E' una rappresentazione teatrale (che preferiamo
chiamare evento culturale) appositamente ideata per spazi monumentali,
per muoversi e creare un percorso di collegamento tra le linee
immaginarie che attraversano gli spazi archeologici, con tutte
le loro articolazioni e adiacenze, così da diventare il
guanto che veste la mano della monumentalità.
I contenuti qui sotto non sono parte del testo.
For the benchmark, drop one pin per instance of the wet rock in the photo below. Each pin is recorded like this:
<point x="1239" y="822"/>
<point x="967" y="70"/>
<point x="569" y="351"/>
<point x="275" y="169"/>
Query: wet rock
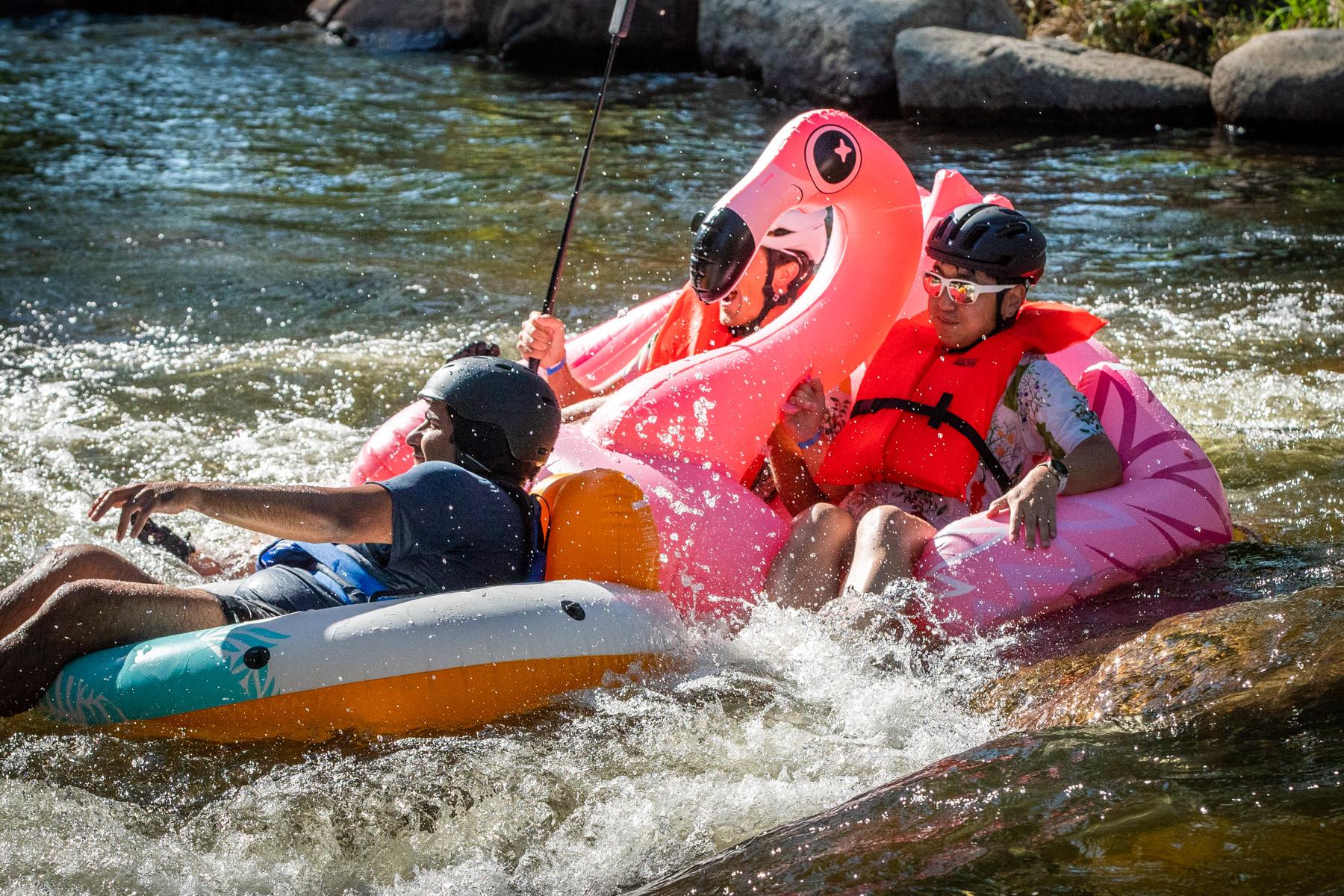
<point x="956" y="74"/>
<point x="1284" y="81"/>
<point x="830" y="53"/>
<point x="398" y="25"/>
<point x="1063" y="812"/>
<point x="569" y="33"/>
<point x="556" y="34"/>
<point x="1261" y="659"/>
Lo spettacolo è stato ispirato dall'area archeologica
di Elea-Velia in provincia di Salerno, dalla quale ha ereditato
il nome, e cerca di ripercorrere i solchi lasciati dai tre grandi
libri dell'umanità dell'Occidente: La Bibbia, Odissea e La Divina Commedia. Lungo questo percorso vengono messe in campo successivamente
teatralità diverse: relazioni di coralità (dal
Coro al Ditirambo) per descrivere le vicende dei primi uomini;
relazioni nel piccolo gruppo al rapporto a due per raccontare
gli incontri di Odisseo; fino al monologo, o alla solitudine,
per descrivere il rapporto dell'uomo con il soprannaturale.Il
materiale letterario di riferimento, oltre ad alcune brevi citazioni
d'obbligo ai tre grandi libri, si basa sull'antologia "Del
Magico Mondo" curata da Luigi Lamannis per le Edizioni Ninfee, che raccoglie
testi, quasi una "Al-chimie", che vanno dall'antichità
ai giorni nostri.
L'INCONTRO CON VELIA
Quando nel 1995 ho visitato
Velia per la prima volta mi sono trovato ad esclamare: "...ma
questa è la biblioteca del tempo!", o meglio la biblioteca
dei tre grandi libri dell'umanità ("La Bibbia",
"Odissea" e "La Divina Commedia") che hanno
fornito le "visioni del mondo" delle tre grandi ere
dell'uomo. Con le sue stratificazioni archeologiche che comprimono
in una fessura 1700 anni di storia, Velia, per me, significava
questi tre grandi libri: abbiamo cercato di riempire questo spazio
vuoto, ma denso di storia, col sibilo del serpente tentatore
insieme all'urlo di Caino, con lo scroscio del diluvio, il Caos
di Babele e l'ira di Mosè che infrange le tavole della
legge. Potrebbero echeggiare le profezie di Tiresia e le formule
magiche di Circe, il canto delle Sirene, gli sbuffi ventosi di
Eolo o la maledizione di Polifemo.
Dante potrebbe gridare di "santi" e di "dannati"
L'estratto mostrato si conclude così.